C’est sur les ondes de Top Congo, cette semaine, que le ministre des Finances, Doudou Fwamba, a lancé une annonce qui fait déjà grand bruit: désormais, tous les parieurs devront disposer d’un compte digital, permettant à l’État de suivre les mises et de prélever une taxe sur les gains. Cette déclaration, faite en tant qu’invité spécial, marque un tournant dans la régulation des jeux de hasard en République Démocratique du Congo.
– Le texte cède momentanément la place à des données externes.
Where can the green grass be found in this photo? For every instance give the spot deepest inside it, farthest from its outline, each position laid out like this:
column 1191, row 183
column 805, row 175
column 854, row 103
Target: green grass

La mesure s’inscrit dans le cadre de la Loi de Finances 2025, qui introduit une taxe de 10 % sur les gains issus des loteries, concours de pronostics et paris sportifs. Les opérateurs de jeux sont désormais tenus de prélever cette taxe à la source et de la reverser au Trésor public. L’objectif affiché est clair: encadrer un secteur en pleine expansion, souvent opaque, et en tirer des recettes fiscales pour l’État.
Mais cette réforme ne fait pas l’unanimité. Dans un pays où le chômage est massif et les salaires souvent insuffisants, les paris sportifs sont devenus pour beaucoup un moyen de subsistance, voire un dernier recours. Pour des millions de Congolais, taxer ces gains revient à pénaliser les plus pauvres, ceux qui tentent de survivre dans un système économique défaillant. Sur les réseaux sociaux et dans les quartiers populaires, la colère monte. Certains dénoncent une mesure injuste, déconnectée des réalités sociales, et accusent le gouvernement de vouloir profiter d’un secteur lucratif sans offrir de solutions concrètes à la précarité.

À l’inverse, d’autres saluent cette initiative. Ils y voient une tentative de freiner une dérive sociale préoccupante. Les jeux d’argent, selon eux, encouragent l’illusion d’un enrichissement facile, détournent les jeunes de l’éducation et du travail, et favorisent l’addiction. Réguler le secteur, le fiscaliser, c’est aussi protéger les plus vulnérables, responsabiliser les opérateurs et préserver l’intégrité sociale.
Ce débat révèle une fracture profonde entre une population en détresse, qui voit dans les paris une échappatoire, et une volonté politique de reprendre le contrôle d’un secteur devenu incontrôlable. Mais entre les deux, une question essentielle demeure: peut-on moraliser une activité sans offrir d’alternatives viables à ceux qui en dépendent pour survivre?

La réforme fiscale des jeux de hasard ne peut être jugée uniquement à l’aune de ses recettes. Elle doit être pensée comme un levier de transformation sociale, accompagnée de mesures concrètes pour lutter contre le chômage, favoriser l’inclusion économique et offrir aux jeunes des perspectives réelles. Sans cela, elle risque de n’être qu’un impôt de plus sur la misère, et de creuser davantage le fossé entre l’État et ses citoyens.
Les parieurs congolais ne demandent pas l’impunité fiscale. Ils demandent à être entendus, compris, et surtout, à ne pas être réduits à une ligne budgétaire. Car derrière chaque mise, il y a une histoire, une espérance, et souvent, une détresse que la fiscalité seule ne saurait résoudre.